We absolutely support the idea; indeed, Ofgem is bringing in regulations to ensure that people get an annual statement about where they can get a better tariff from the company concerned. I hope that that will reassure the hon. Gentleman.

I briefly want to mention the positive case. There are real gains for our economy if we make the low-carbon transition and if, at Copenhagen, the world signals that it will make the low-carbon transition. There would be jobs in new industries, including the wind industry. The money allocated in the Budget by my right hon. Friend the Chancellor is already being used to help wind companies such as Clipper in north-east England, which is developing the largest offshore wind blade in the world; it is larger than a jumbo jet. There is money for wave and tidal power, and money for venture capital investment in green industry.

The point is both to avoid environmental calamity down the road and to talk about the positive benefits for our economy, energy security and quality of life. However, the scale of the challenge is enormous. Nowhere will that be more clear than at Copenhagen, and my hon. Friend Mr. Hoyle referred to the issues. The UK is determined to play its part in getting an ambitious agreement at Copenhagen. That is why we have committed to 34 per cent. reductions in our carbon emissions by 2020, to more as part of an ambitious agreement at Copenhagen, and to 80 per cent. cuts by 2050.

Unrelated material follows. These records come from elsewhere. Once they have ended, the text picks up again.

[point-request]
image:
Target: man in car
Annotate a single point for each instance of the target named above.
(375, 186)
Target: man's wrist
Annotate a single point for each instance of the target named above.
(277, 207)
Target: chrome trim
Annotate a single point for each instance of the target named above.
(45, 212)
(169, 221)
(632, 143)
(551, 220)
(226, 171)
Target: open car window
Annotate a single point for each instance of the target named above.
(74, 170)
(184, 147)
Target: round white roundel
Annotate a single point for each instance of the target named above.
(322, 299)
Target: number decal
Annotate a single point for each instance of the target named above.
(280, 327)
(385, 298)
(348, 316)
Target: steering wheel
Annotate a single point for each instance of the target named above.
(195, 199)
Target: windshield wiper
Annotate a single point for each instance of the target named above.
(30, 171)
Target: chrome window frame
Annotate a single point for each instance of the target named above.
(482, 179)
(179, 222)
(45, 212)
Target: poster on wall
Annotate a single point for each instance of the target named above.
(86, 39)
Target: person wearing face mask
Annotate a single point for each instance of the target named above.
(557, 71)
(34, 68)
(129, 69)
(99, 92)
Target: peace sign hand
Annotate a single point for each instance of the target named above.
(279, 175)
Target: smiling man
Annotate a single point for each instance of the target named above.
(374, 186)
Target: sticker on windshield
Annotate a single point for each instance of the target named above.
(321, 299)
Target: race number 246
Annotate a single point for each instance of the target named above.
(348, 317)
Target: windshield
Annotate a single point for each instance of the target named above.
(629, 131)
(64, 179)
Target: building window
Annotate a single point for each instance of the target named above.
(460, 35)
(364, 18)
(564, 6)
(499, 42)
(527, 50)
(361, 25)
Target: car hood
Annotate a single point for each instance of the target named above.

It is worth asking, "What do 80 per cent. cuts by 2050 mean?" because that is very much the context of this debate. They mean huge ambition-near zero-carbon homes, substantial cuts in transport, and near zero-carbon energy. That shows the scale of the challenge. At the same time, because of electric cars and the electrification of rail and heating, it will in all likelihood-in a sense, this is the biggest challenge-mean more use of electricity, which must be low carbon. That is what makes the decarbonisation of our energy supply the most important and urgent task that we face, and that is what the Energy Bill in the Gracious Speech addresses.